English is derived from a bunch of different languages--Old English (a lot like Old High German), Scandanavian, Latin, Norman French, and Greek. Different words come from different languages and kept the spelling of the source language.
Also, VOWELs routinely change--CONSONANTS change MUCH slower.
The reason why English vowels are not pronounced like French, German, Latin, etc., is the Great English Vowel Shift. Individual vowel sounds moved up in the mouth. So letter a pronounced ah became a as in pay, e pronounced like in pay became like pea, etc.
WHEN a word came into English also affects how it is pronounced. Additionally, words that are used a LOT change pronunciation much slower than words that are rarely used.
The reason we don't change to phonetic spelling, like Spanish, is there are substantial regional differences in pronunciation between, for instance, Boston, New York, the Deep South, and Britain. We would wind up with lots of different spellings for the same word.

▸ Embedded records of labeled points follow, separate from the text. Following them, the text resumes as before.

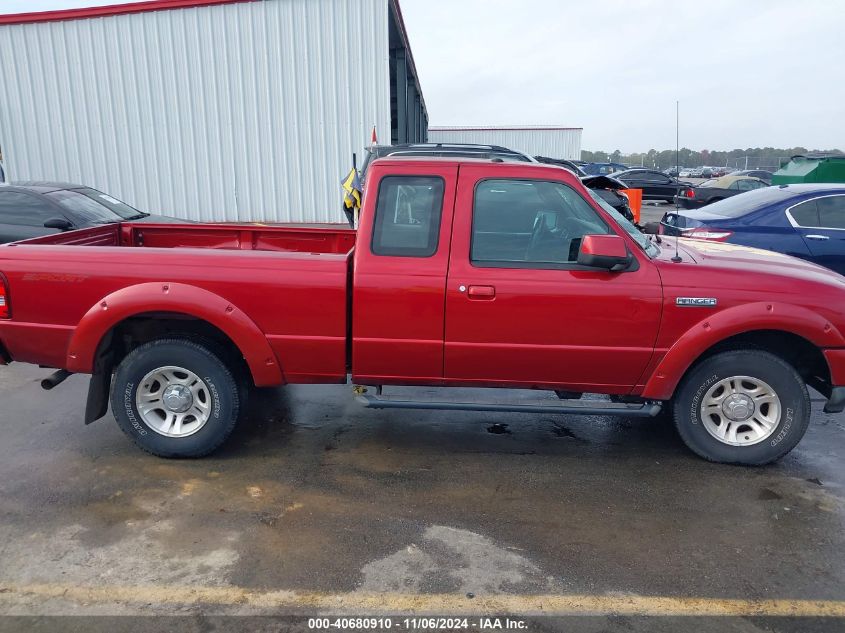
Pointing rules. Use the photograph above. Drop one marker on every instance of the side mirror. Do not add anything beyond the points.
(604, 251)
(58, 223)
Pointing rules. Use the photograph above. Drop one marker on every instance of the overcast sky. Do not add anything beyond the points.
(747, 73)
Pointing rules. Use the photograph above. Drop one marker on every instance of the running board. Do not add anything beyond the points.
(571, 407)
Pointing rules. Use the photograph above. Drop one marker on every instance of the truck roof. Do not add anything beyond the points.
(460, 160)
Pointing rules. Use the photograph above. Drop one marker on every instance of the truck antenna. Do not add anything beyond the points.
(677, 258)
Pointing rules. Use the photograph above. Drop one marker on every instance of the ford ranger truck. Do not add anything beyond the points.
(462, 273)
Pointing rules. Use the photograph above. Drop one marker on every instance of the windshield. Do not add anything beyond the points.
(650, 249)
(94, 206)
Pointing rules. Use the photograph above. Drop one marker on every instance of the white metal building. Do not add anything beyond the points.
(218, 110)
(536, 140)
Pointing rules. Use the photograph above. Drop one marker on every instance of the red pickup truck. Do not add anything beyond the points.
(462, 273)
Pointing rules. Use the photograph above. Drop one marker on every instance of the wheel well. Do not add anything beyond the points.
(806, 358)
(133, 332)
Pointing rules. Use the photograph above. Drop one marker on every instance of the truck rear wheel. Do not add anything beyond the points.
(742, 407)
(175, 398)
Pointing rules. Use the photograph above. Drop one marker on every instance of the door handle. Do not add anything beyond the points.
(483, 293)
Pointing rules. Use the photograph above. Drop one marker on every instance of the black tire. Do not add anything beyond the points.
(222, 389)
(778, 374)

For instance, I was raised in the New York City area, which we would pronounce Noo Yawk, and port would rhyme with caught--don't pronounce r after certain vowels that are pronounced in the back of the mouth. When I moved to Houston I had to learn to pronounce those r's. (And that even though my undergrad major was languages and linguistics and I spent a year in a PhD program studying those. Linguistics is the SCIENCE of how language works.)